Stormalong had stayed at the Academy. A skilled pilot, he enjoyed teaching the new cadets to fly. He had found an ancient flying coat, a white scarf and a huge pair of goggles from a bygone age and he affected these. They gave him a bit of dash.
They swatted each other on the back and grinned at each other.
“They told me I’d find you down here throwing rocks at the crocs,” said Stormalong. “How’s the arm?”
“You must have seen the last one I threw,” said Jonnie. “It might not have knocked down one of these elephants but it’s getting there.” He guided him over to a big, flat rock overlooking the lake and they sat down. The storm was building up but it was an easy run back.
Stormalong was seldom very talkative but right now he was full of news. It had taken some ferreting out, real badger digging, to find where Jonnie was. Nobody knew in America, so he had gone to Scotland to find him or some trace of him.
Chrissie sent her love. He’d already given Pattie’s to Bittie. The chief of Clanfearghus had sent his respects, mind you, not his regards but his respects. His Aunt Ellen sent her love; she was married to the parson now and in Scotland.
He’d gotten on Jonnie’s trail through the two coordinators who had gone back to Scotland, the ones sent out to bring in some tribe or other . . . the Brigades? . . . the Brigantes. Oh, that mob was up in Denver now. Horrible people. He’d seen some. Anyway, they’d brought Allison’s body home for burial and Scotland was in an uproar over the murder of Allison.
But that wasn’t what he wanted to tell Jonnie. The craziest thing had happened on his flight over.
“You know,” said Stormalong, “how you said we could get invaded again here on Earth? Well, it does seem possible.”
He’d been coming over to Scotland on the North Great Circle, flying an ordinary battle plane, making good time, and just as he reached the northern tip of Scotland, right there on his viewscreen and visual as well, he had seen the biggest, most enormous craft he ever hoped to see. For a moment he thought he was running into it and would crash right then. There it was on his screens and through his windshield! But bang! He hit it, but it wasn’t there.

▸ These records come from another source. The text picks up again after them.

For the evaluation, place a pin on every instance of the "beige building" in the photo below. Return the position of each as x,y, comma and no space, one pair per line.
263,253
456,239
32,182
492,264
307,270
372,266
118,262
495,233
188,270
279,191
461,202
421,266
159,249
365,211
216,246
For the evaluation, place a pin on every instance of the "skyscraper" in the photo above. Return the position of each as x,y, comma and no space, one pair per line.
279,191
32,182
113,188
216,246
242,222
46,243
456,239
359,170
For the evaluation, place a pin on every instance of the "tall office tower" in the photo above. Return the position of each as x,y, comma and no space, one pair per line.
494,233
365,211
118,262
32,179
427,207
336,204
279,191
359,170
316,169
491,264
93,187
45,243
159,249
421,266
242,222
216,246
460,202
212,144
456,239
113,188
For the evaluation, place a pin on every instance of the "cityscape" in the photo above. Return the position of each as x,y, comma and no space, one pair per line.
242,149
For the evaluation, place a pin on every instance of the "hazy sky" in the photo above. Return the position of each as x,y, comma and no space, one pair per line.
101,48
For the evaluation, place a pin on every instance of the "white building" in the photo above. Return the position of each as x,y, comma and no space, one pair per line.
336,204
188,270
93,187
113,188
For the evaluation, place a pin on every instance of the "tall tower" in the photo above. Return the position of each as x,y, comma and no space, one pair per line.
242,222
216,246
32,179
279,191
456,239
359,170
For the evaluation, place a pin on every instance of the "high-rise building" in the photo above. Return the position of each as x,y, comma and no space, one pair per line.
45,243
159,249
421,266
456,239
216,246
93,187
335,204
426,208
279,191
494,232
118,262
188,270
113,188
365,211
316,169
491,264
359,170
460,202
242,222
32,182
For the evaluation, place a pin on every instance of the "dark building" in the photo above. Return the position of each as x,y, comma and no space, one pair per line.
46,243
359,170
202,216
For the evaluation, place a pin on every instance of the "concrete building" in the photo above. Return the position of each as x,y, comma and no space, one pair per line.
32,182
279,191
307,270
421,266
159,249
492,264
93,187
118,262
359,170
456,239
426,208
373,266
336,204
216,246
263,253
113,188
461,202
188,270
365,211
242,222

“Not there?” asked Jonnie.
Well, that was exactly it. He’d run into a solid object that wasn’t there. Right in the sky, mind you. Big as all the sky but not there. Here, he had the screen pictures in this pack.
Jonnie looked at it. It was a sphere with a ring around it. Nothing like any ship he had ever heard of. And it looked huge. In fact, at the corner, the Orkney Islands were visible. It looked like it reached from mid-Scotland to the Orkneys. The next consecutive picture showed it enveloping the battle plane taking the shot, and the third one showed it was gone.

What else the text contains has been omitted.